En casa la temperatura me hacía brillar como la arcilla pegajosa y el calor que emanaba del ordenador sobre mi regazo provocaba chorretones de sudor que empapaban las fundas recién lavadas del sofá.
Tomé la determinación de ir a la playa para inspirarme. Ya podía sentir cómo la brisa marina me aireaba las ideas y se lo llevaba, por fin, de mi pensamiento. Mi refugio, la escritura, acapararía mis capacidades sensoriales y dejaría, por un momento, de pensar en mi bochornosa actuación de los días pasados.
Todavía me sentía dolida, arrepentida e infinitamente culpable por ser nitroglicerina. Siempre me había definido como alguien de mecha corta, pero los años de soledad habían hecho involucionar la estabilidad de la pólvora y ahora ya era hiperractiva en aquellos terrenos todavía aparcados por miedo, pereza o desidia. Me había estado replegando y protegiendo del exterior durante los últimos tres años. Hizo falta que un milagro llamara a la llamarada para que apareciera lo invisible del proceso.
Sea como fuere, planté el pandero entre algunos grupos de humanos, en el lugar más despejado que hallé. Pasaba casi media hora de las seis lo cual significaba que era suficientemente prudente para allegarse a tan codiciado paraje natural. Incauta de mí o, mejor aún, pobre ilusa. Lejos de mis cálculos y especulaciones varias, la playa rebosaba de todo tipo de hermosos especímenes rebozados en arena.
«¡Joder con los guiris!»
Al desembalar mis pocas pertenencias, toalla y libreta, me lancé al agua esperando refrescarme y, en vez de lo supuesto, encontré un caldo de cultivo marino.¡Mmmm, divino!
Gané de nuevo mi sitio y, a los pocos minutos, pude comprobar que estaba rodeada de eslavos.
A mis pies tres rusas se estaban pimplando unas cervezas a la par que desempaquetaban unos pescados más tiesos que la pata perico. Me entraron náuseas mientras a ellas se les hacía la boca agua al destripar aquellos pobres bichos entre arena y sal. Se lo debieron de traer en la maleta porque semejante manjar no se vende por estos lares. Me imaginé a las matrioskas embobinando con film sus respectivos pescados secos, temiendo pasar hambre.
El territorio que lindaba con el mío se vio pronto invadido por una familia de recién llegados que también articulaba algo parecido al idioma de las pescadofágicas. A punto estuvieron de subirse en mi toalla, como si a la playa le faltaran metros que solo AQUEL hueco les servía. Desde luego que la abundancia llama a la abundancia y por eso no se puede manifestar desde la carencia. Sencillamente no funciona.
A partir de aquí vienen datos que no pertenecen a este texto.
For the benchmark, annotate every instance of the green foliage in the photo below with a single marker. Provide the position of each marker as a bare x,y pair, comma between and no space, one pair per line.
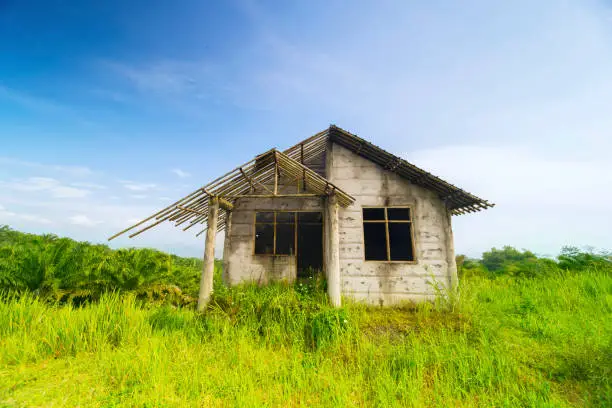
539,342
61,268
520,331
572,258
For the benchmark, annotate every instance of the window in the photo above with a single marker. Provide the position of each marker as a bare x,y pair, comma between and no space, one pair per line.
387,233
275,233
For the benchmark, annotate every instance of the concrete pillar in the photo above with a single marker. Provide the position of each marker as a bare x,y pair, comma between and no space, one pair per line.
333,254
227,247
450,254
208,268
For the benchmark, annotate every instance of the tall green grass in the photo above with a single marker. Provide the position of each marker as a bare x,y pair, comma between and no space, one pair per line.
538,342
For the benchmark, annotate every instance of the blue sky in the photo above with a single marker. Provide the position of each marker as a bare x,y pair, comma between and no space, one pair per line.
110,109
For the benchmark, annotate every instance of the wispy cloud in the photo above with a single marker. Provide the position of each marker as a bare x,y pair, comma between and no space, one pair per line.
181,173
136,186
92,186
83,221
48,185
78,171
166,76
9,217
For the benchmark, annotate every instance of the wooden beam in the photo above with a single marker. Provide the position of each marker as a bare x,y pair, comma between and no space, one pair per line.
275,174
191,210
208,269
225,204
277,195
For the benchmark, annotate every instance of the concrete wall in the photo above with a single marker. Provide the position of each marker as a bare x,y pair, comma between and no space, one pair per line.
382,282
240,262
374,282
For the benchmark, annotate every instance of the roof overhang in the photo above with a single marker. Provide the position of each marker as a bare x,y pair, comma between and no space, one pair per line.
248,180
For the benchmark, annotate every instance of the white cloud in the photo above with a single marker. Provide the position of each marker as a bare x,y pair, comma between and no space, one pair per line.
77,171
53,187
135,186
542,203
9,217
92,186
83,221
181,173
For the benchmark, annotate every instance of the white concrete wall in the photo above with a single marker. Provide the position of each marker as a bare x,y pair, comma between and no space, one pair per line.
373,282
240,262
382,282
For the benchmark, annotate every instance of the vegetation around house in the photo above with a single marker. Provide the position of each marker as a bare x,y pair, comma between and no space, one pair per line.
83,325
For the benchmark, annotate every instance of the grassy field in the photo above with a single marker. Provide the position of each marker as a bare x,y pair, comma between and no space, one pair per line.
543,341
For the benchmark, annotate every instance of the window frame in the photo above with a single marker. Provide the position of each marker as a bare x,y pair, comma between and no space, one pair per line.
386,222
295,229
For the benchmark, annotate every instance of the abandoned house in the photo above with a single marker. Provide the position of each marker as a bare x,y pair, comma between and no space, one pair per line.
376,225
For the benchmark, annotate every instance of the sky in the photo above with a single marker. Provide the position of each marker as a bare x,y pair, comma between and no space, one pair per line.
111,110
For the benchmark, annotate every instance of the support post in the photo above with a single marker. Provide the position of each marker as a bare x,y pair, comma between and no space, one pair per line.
451,261
333,255
208,269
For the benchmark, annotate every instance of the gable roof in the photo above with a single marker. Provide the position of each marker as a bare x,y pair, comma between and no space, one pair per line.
458,201
242,181
300,161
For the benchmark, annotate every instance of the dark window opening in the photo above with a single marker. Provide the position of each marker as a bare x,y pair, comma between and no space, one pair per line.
285,239
388,234
373,214
264,239
375,241
291,233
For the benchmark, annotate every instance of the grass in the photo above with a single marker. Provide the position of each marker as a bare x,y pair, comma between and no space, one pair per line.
539,342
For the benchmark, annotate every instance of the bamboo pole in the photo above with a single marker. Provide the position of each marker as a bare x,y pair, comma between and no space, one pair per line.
206,282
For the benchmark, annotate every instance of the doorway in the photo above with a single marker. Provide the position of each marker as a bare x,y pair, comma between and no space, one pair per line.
309,243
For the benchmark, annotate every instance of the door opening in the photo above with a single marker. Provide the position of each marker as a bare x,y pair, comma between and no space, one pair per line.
309,243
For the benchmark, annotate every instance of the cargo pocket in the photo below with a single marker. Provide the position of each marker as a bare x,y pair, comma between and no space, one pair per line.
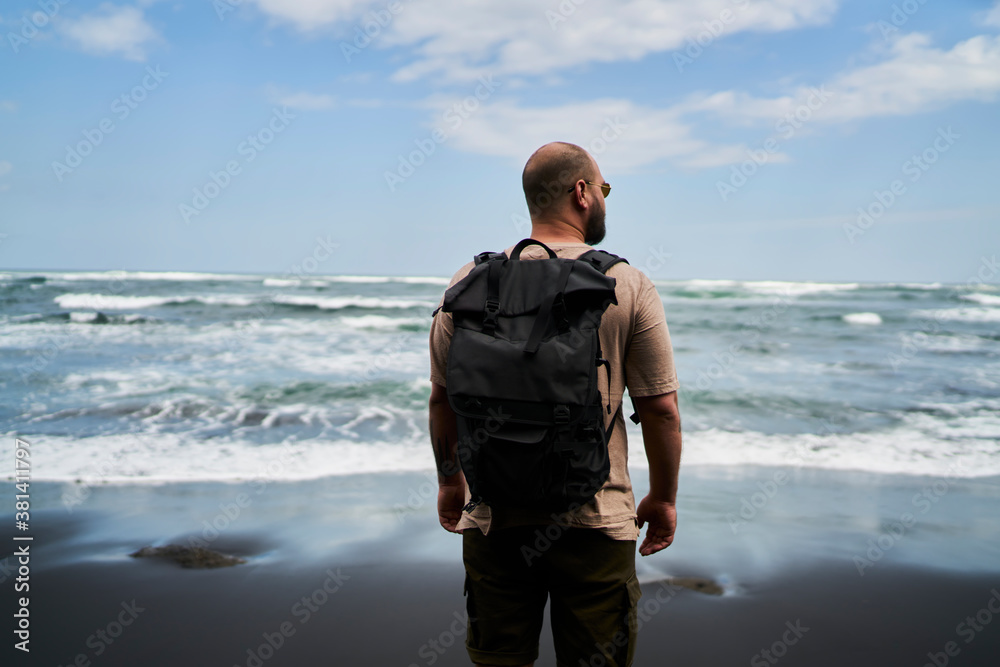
472,633
632,595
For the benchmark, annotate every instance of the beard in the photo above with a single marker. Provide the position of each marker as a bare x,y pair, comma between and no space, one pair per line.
595,231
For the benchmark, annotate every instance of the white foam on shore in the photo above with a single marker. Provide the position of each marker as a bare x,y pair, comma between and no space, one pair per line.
961,314
116,302
984,299
777,287
964,447
863,318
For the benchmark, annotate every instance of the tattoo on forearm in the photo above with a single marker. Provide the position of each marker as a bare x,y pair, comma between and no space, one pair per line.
446,460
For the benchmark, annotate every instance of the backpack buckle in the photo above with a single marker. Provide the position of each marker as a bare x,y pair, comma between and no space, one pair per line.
560,414
490,319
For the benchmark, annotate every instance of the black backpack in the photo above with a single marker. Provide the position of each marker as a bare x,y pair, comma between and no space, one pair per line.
522,378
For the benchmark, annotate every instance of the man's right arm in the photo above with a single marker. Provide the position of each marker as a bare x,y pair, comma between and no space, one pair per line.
661,434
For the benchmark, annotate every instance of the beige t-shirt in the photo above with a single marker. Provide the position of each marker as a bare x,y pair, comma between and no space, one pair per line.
635,340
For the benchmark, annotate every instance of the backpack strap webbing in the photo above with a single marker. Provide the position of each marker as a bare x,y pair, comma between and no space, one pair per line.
487,256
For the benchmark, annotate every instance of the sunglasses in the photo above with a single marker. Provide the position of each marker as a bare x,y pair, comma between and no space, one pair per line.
605,188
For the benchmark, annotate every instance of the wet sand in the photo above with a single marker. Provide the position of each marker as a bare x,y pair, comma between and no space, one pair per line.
354,572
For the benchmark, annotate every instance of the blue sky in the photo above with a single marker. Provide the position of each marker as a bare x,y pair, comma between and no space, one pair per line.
745,139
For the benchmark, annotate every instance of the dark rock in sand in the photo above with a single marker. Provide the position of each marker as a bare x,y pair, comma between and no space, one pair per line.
190,557
706,586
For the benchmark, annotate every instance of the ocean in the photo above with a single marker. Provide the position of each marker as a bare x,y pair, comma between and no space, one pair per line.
150,378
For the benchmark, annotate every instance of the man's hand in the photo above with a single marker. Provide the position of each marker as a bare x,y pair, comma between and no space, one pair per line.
451,500
662,519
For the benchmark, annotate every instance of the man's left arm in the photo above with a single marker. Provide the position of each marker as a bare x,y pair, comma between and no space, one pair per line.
444,440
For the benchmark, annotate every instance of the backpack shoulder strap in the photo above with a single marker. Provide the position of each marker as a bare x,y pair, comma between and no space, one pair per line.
602,260
487,256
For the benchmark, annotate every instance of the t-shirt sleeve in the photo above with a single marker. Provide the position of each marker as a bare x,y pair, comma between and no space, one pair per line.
442,328
649,361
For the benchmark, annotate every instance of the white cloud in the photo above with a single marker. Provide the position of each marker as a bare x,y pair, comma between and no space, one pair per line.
620,133
915,78
307,15
111,30
992,17
460,40
307,101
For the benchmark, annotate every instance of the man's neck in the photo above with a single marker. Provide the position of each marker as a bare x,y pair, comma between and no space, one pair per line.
556,231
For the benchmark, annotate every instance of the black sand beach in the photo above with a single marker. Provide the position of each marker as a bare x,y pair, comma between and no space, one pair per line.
355,572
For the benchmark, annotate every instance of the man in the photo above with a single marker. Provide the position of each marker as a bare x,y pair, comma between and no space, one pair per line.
583,560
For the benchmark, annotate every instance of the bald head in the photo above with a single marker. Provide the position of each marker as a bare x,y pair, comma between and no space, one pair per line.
551,171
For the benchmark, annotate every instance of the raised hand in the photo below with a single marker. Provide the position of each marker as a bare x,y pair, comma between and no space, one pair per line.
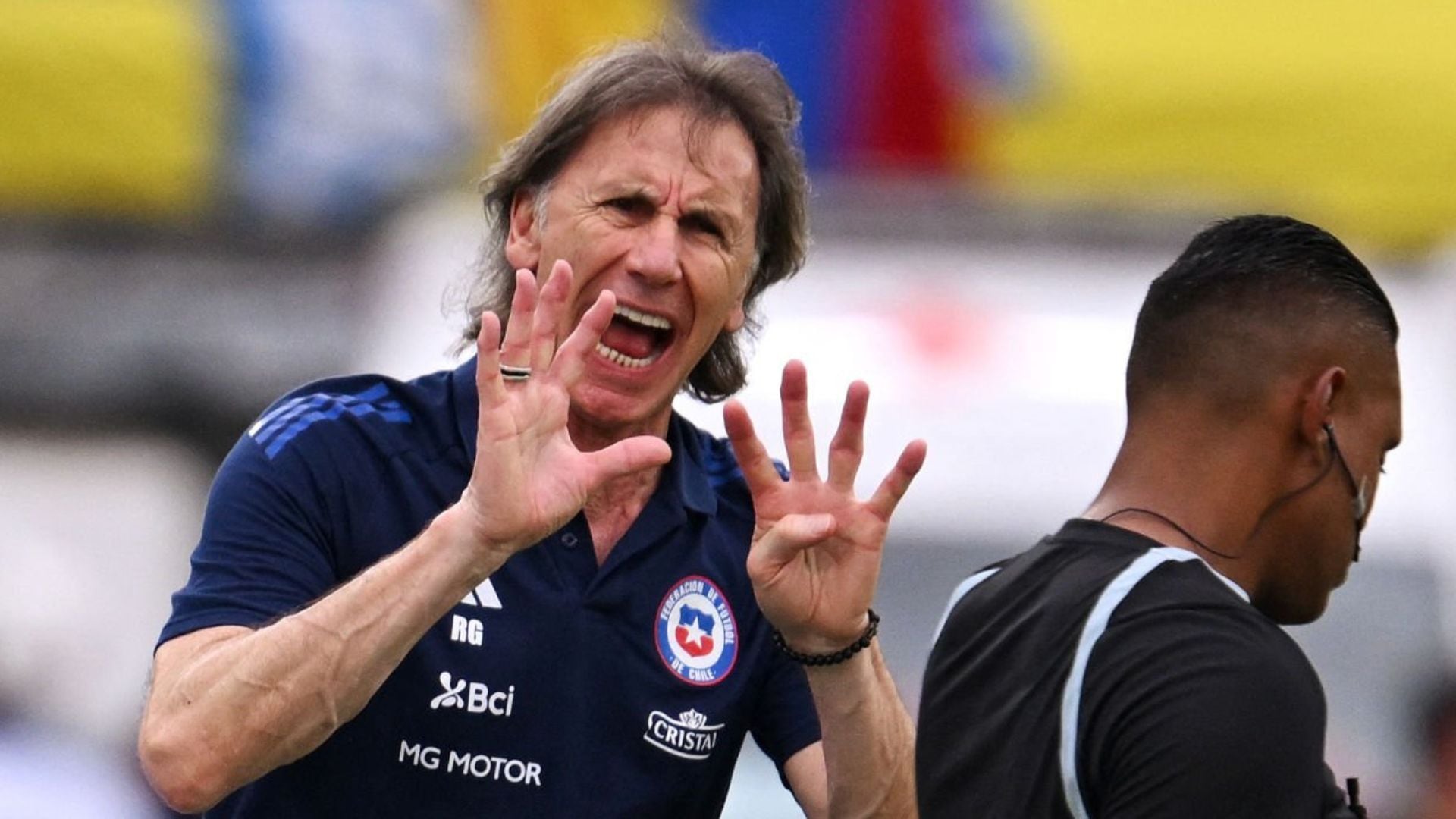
529,477
816,550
Un par de metros más allá, un grupo de cinco cachalotes de un blanco radioactivo, agrupados en corro, hablaban de «rabotar» y vuelta al «rabote». La voz cantante de una estridente e irritante tonalidad, era la de una mujer mesa-camilla, más fácil saltarla que bordearla. No comían pescado seco, creo que se lo llevaron puesto. ¡Dios mío qué panzas! Era la panzer division acorazada. No es que tenga nada en contra del sobrepeso, que cada cual viva su físico como le plazca, pero es que mi limitada psique no concibe el no poder verse el pito o atarse los cordones como una posibilidad sana de vivir. Yo, ser corta de entendimiento.
Empuñé el arma que le daría vida a mi nueva historia, ese bolígrafo que siempre se esconde y no quiere salir cuando más lo necesitas. Me dispuse a perfilar el grueso de la aún inexistente narración que así empezaba:
«Nació en una familia adinerada, no tuvo que ganarse el pan ni el respeto. Por eso mismo nadie la respetaba, ni siquiera ella misma..»
No tenía alma. No puedo escribir nada que no salga de las entrañas. Me siento como una hipócrita tratando de relatar mierda mental, invención, ficción, entretenimiento. No había sangre, no había vida. De repente, la mesa camilla redobló sus esfuerzos para ser vista y oída por los allí presentes, yo incluída:
«Rabota», «da,da», «jrasho», «jrlllll chuntre jfoeiur auidygy»
Ante la perspectiva nada halagüeña escribí una verdad que salía directamente del templo interno:
«Vine a la playa a escribir olvidando que es festivo, verano y que esta sigue siendo una actividad gratis y accesible para cualquiera.»
Cogí mis cosas y me desplacé tanto como pude. Se terminó mi labor de escritora, pero hice una hermosa foto de un primer plano de la arena.